The DDI UOG sought to clarify this situation and offered some branding suggestions, including branding DDI Version 2.* as DDI Classic and DDI 3.0 as simply DDI. Other suggestions included DDI First-Generation (2) — Second Generation (3); DDI Codebook or DDI-Publication (2) and DDI Life Cycle (3); and DDI 3.0 as DDI ++. It was decided that this type of branding may be limiting and may cause future problems; thus we should stay with version numbers. However, the UOG recommends that "DDI" be the term used to market the standard in gneral (as opposed to referring to specific version numbers in general publicity materials). In terms of the UN's possibly approving DDI as a preferred standard, no version distinctions are necessary in that process.
Timeline and Next Steps
With DDI 3.0 having been published on April 28, the specification is now in "stabilization mode." At this point, we need to focus our energies on education, tools, and outreach. The Usability and Outreach Group (UOG), in consultation with the TIC, will need to be very active during this period. However, this does not mean that working groups should be idle. They should continue to meet because the process of developing new elements takes a long time.
In terms of uptake of the standard, we have a small group of early adopters and will be creating editing tools in the next six to nine months. It will probably be 12 to 18 months before we have a more significant number of adopters. With the new life cycle orientation of DDI, new audiences like statistical agencies are showing interest, and there may be new constituencies that we are not yet aware of.
With respect to the revisions process, according to the Bylaws we have four basic types of changes: bug fixes, minor revisions without review, minor revisions with review (a scaled down process), and major versions requiring the full review process.
There is a provision for the Director to approve some minor changes upon recommendation by the TIC (these types of changes include bug fixes, documentation changes, controlled vocabularies, etc.), but other minor revisions require review. The TIC proposed that we redefine the revision process in terms of whether there is backwards compatibility.
Specifically, the TIC proposed (and the Alliance approved) that:
- TIC will assess the bug tracker Mantis every three months and make recommendations to the Director: No release; bug fix; minor with review; or minor without review (a major revision will always be decided by the Alliance).
- Not more than two releases will take place per year (each release requires namespace changes in applications).
- We may move to a system of fixed-date releases once the specification is stable.
- Controlled vocabularies will be produced and disseminated separately from the schemas and will use OASIS Genericode standard for markup.
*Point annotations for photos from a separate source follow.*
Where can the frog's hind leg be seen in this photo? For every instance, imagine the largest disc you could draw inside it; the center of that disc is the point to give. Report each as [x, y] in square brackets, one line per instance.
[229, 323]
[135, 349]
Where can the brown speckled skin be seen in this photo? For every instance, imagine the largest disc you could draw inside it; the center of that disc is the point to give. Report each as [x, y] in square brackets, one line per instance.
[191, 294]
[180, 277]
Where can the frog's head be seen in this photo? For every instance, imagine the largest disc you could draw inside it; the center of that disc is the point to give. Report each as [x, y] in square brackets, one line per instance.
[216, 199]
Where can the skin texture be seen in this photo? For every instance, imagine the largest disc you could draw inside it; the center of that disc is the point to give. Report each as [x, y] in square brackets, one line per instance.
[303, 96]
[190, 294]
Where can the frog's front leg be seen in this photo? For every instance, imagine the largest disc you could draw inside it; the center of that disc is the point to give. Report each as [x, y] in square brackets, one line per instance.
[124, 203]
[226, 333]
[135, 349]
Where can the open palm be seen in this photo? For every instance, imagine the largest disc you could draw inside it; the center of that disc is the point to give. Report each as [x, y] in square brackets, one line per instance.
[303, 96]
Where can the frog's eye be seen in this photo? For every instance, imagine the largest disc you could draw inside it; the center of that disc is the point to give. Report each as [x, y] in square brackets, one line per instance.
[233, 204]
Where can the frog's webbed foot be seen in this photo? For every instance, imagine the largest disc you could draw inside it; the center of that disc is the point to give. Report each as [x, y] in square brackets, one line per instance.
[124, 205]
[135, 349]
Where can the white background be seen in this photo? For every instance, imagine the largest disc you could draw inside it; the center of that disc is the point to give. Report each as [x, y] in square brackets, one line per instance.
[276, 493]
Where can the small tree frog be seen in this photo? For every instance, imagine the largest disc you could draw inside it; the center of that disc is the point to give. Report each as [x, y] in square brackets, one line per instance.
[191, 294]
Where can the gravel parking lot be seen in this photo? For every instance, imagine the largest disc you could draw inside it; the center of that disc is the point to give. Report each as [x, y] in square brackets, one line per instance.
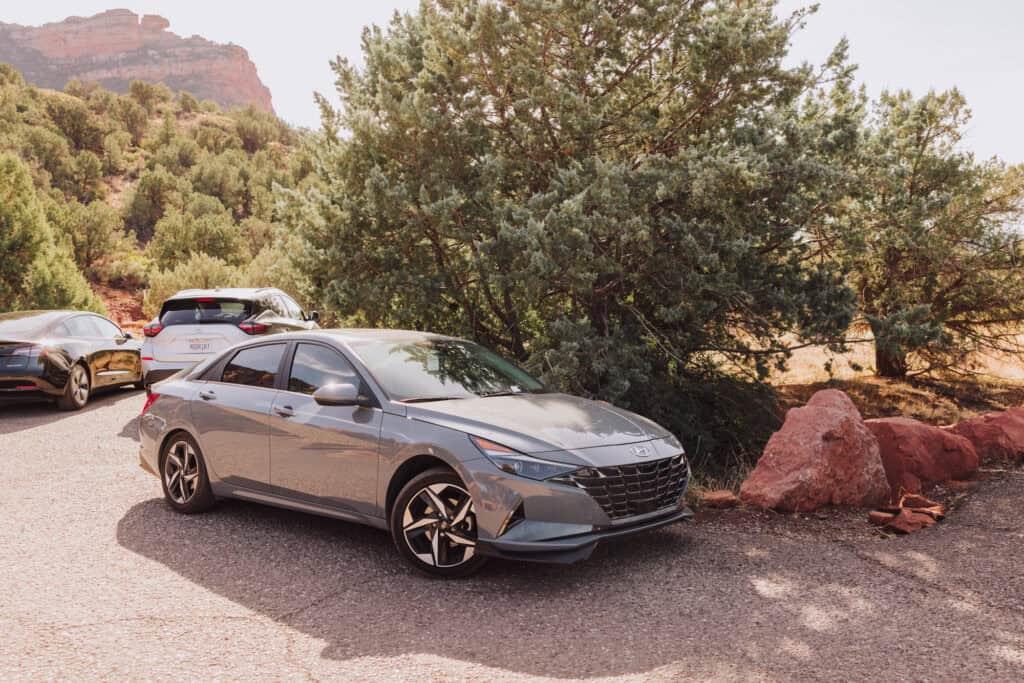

They will have their own publication cycle. We expect the first release within three to six months.
It was further emphasized that we do not want a new version 3.1 coming out soon because we want people to be able to adopt the specification with confidence.
Hosting Public Registries
The DDI Alliance needs to publish a formal list of organizations using DDI so that each gets its own unique agency code. Each institution would complete a Web form that would generate a URN for its code. We also need a service for resolving references that are external to the DDI instances in order to share metadata. This needs to be available all the time.
It was suggested that we all agree to use the DANS scheme of persistent identifiers based on URNs. This is an alternative to Digital Object Identifiers (DOIs) and other such schemes. We also need to register DDI as a URN domain, which will take some time. The TIC will draft proposals for the URN service and a potential membership list that includes CESSDA, ICPSR, IHSN, Data-PASS partners, University of Tilburg, and others.
CESSDA Preparatory Phase Project (PPP) Report
The Council of European Social Science Data Archives (CESSDA) has received a major award to develop the CESSDA research infrastructure and to focus on tackling and resolving a number of strategic, financial and legal issues in order to ensure that European social science and humanities researchers have access to, and gain support for, the data resources they require to conduct research.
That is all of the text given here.